Roma, 1943: l’occupazione nazista della città è da poco realtà e i suoi cittadini sopravvivono come meglio possono. Mimmo Adami (Alberto Sordi) e Dea Dani (Monica Vitti) sono tra i tanti. La loro compagnia di teatranti, la Compagnia Comica Mimmo Adami è alla canna del gas. Ai guitti non resta che accettare l’unica offerta disponibile: esibirsi nell’Abruzzo appena bombardato.

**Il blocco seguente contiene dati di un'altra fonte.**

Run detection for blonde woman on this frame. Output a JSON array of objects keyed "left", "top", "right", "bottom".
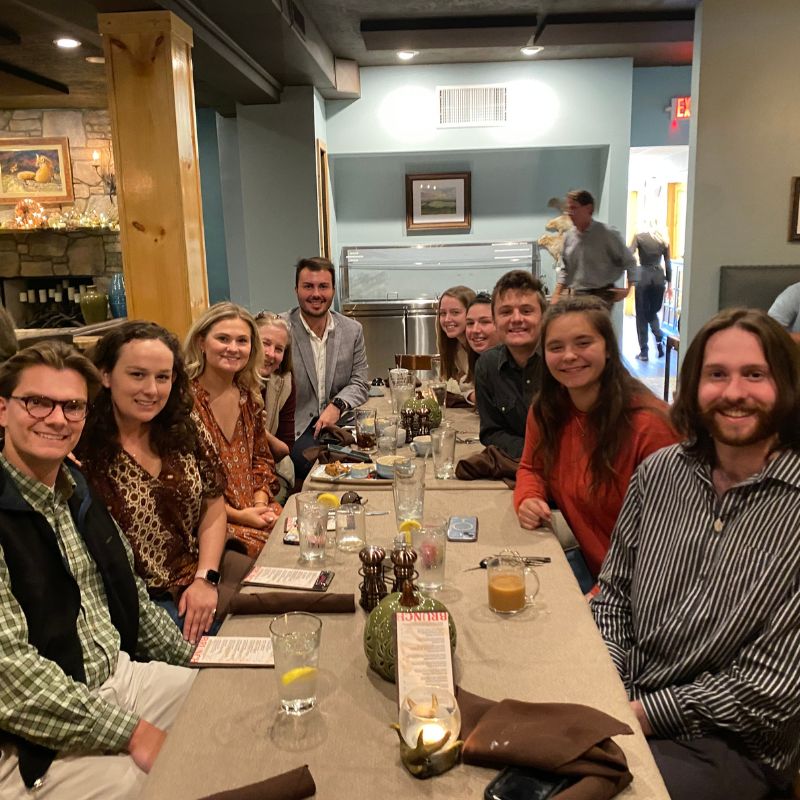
[
  {"left": 255, "top": 311, "right": 297, "bottom": 499},
  {"left": 184, "top": 302, "right": 281, "bottom": 558},
  {"left": 436, "top": 286, "right": 475, "bottom": 397}
]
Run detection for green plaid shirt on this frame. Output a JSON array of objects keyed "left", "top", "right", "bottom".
[{"left": 0, "top": 454, "right": 194, "bottom": 752}]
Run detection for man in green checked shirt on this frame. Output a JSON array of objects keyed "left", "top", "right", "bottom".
[{"left": 0, "top": 342, "right": 194, "bottom": 800}]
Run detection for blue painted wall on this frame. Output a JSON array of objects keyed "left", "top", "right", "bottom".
[
  {"left": 197, "top": 108, "right": 230, "bottom": 303},
  {"left": 631, "top": 67, "right": 692, "bottom": 147}
]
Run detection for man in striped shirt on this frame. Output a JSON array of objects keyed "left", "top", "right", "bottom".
[
  {"left": 592, "top": 309, "right": 800, "bottom": 800},
  {"left": 0, "top": 342, "right": 194, "bottom": 800}
]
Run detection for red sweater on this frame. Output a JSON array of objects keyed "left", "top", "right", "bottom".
[{"left": 514, "top": 395, "right": 680, "bottom": 577}]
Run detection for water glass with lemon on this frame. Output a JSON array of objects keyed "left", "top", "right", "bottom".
[
  {"left": 269, "top": 611, "right": 322, "bottom": 715},
  {"left": 392, "top": 458, "right": 425, "bottom": 544}
]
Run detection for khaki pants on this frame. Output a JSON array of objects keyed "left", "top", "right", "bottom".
[{"left": 0, "top": 652, "right": 197, "bottom": 800}]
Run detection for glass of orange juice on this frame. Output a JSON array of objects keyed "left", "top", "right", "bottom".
[{"left": 486, "top": 550, "right": 539, "bottom": 614}]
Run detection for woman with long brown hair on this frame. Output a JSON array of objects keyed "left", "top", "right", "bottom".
[
  {"left": 184, "top": 302, "right": 281, "bottom": 558},
  {"left": 436, "top": 286, "right": 475, "bottom": 396},
  {"left": 514, "top": 297, "right": 679, "bottom": 579}
]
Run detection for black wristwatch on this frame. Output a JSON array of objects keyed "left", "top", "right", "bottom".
[
  {"left": 194, "top": 569, "right": 219, "bottom": 586},
  {"left": 331, "top": 397, "right": 350, "bottom": 414}
]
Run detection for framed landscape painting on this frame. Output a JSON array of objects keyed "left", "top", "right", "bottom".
[
  {"left": 0, "top": 137, "right": 73, "bottom": 203},
  {"left": 406, "top": 172, "right": 472, "bottom": 231}
]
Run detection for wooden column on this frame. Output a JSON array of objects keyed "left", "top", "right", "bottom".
[{"left": 98, "top": 11, "right": 208, "bottom": 337}]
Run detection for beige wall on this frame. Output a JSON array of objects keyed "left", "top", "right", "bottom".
[{"left": 681, "top": 0, "right": 800, "bottom": 344}]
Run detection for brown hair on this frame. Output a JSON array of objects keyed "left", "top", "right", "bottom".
[
  {"left": 294, "top": 256, "right": 336, "bottom": 289},
  {"left": 0, "top": 340, "right": 100, "bottom": 400},
  {"left": 533, "top": 296, "right": 666, "bottom": 493},
  {"left": 672, "top": 308, "right": 800, "bottom": 464},
  {"left": 436, "top": 286, "right": 475, "bottom": 380}
]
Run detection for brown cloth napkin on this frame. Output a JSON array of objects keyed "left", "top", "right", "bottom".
[
  {"left": 444, "top": 392, "right": 473, "bottom": 408},
  {"left": 228, "top": 592, "right": 356, "bottom": 614},
  {"left": 456, "top": 444, "right": 519, "bottom": 489},
  {"left": 201, "top": 766, "right": 317, "bottom": 800},
  {"left": 458, "top": 688, "right": 633, "bottom": 800}
]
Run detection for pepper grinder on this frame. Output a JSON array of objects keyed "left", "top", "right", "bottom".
[
  {"left": 358, "top": 545, "right": 389, "bottom": 611},
  {"left": 391, "top": 535, "right": 419, "bottom": 592}
]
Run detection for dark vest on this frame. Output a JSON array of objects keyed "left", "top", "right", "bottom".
[{"left": 0, "top": 466, "right": 139, "bottom": 788}]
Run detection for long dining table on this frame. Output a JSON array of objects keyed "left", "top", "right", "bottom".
[{"left": 142, "top": 468, "right": 668, "bottom": 800}]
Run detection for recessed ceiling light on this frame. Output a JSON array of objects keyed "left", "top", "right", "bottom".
[{"left": 53, "top": 36, "right": 81, "bottom": 50}]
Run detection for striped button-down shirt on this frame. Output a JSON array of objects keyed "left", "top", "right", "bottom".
[
  {"left": 592, "top": 445, "right": 800, "bottom": 772},
  {"left": 0, "top": 455, "right": 194, "bottom": 752}
]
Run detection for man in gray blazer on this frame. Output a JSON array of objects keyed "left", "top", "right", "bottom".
[{"left": 287, "top": 257, "right": 369, "bottom": 481}]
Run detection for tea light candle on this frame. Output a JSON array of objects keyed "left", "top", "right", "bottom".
[{"left": 400, "top": 686, "right": 461, "bottom": 748}]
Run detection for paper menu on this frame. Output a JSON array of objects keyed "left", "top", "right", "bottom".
[
  {"left": 395, "top": 611, "right": 455, "bottom": 703},
  {"left": 189, "top": 636, "right": 275, "bottom": 667},
  {"left": 243, "top": 567, "right": 333, "bottom": 592}
]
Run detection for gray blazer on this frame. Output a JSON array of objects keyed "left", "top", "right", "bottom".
[{"left": 284, "top": 308, "right": 369, "bottom": 439}]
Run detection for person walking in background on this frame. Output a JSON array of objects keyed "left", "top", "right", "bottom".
[
  {"left": 631, "top": 225, "right": 672, "bottom": 361},
  {"left": 551, "top": 189, "right": 636, "bottom": 310},
  {"left": 184, "top": 302, "right": 281, "bottom": 558}
]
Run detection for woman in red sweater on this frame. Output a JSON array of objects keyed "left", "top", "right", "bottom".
[{"left": 514, "top": 297, "right": 679, "bottom": 578}]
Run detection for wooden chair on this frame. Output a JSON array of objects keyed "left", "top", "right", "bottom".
[{"left": 394, "top": 353, "right": 432, "bottom": 370}]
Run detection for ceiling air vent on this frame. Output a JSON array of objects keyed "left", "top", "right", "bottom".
[{"left": 436, "top": 86, "right": 508, "bottom": 128}]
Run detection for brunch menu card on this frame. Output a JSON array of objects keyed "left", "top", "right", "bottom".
[
  {"left": 244, "top": 567, "right": 334, "bottom": 592},
  {"left": 189, "top": 636, "right": 275, "bottom": 667},
  {"left": 395, "top": 611, "right": 455, "bottom": 702}
]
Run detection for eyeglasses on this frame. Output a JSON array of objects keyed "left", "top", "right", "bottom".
[{"left": 11, "top": 394, "right": 89, "bottom": 422}]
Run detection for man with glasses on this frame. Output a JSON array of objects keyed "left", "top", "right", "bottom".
[{"left": 0, "top": 342, "right": 194, "bottom": 800}]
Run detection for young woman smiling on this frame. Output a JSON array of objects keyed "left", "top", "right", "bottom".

Tra umiliazioni, furti, fame nera e mille peripezie la tournèè li porta fino a Bari, città già liberata dagli Alleati. Qui i nostri si illudono di aver trovato una sistemazione grazie allo spettacolo “Polvere di stelle” a beneficio dei soldati americani. Ma la storia prosegue il suo corso e la liberazione di Roma e il ritorno in scena di compagnie ben più quotate li trascinerà nuovamente nella polvere.
“Polvere di stelle”: l’omaggio di Albertone alla storia
Forse non il migliore ma senza dubbio il più famoso film di Sordi regista, “Polvere di stelle” è una pellicola ondivaga, a due tempi, mossa da due anime che non sempre si conciliano in maniera organica. Sordi non tradisce alcuna ambizione o interesse a misurarsi con uno come Fellini, che su certe tematiche e immaginari ha già scritto pagine indimenticabili. Il suo scopo è un altro, per quanto ambizioso, complesso e non perfettamente centrato. Il suo vuole essere il tributo a un’epoca disperata, complessissima, la stessa che per spazio e tempo lo ha visto formarsi come uomo di spettacolo.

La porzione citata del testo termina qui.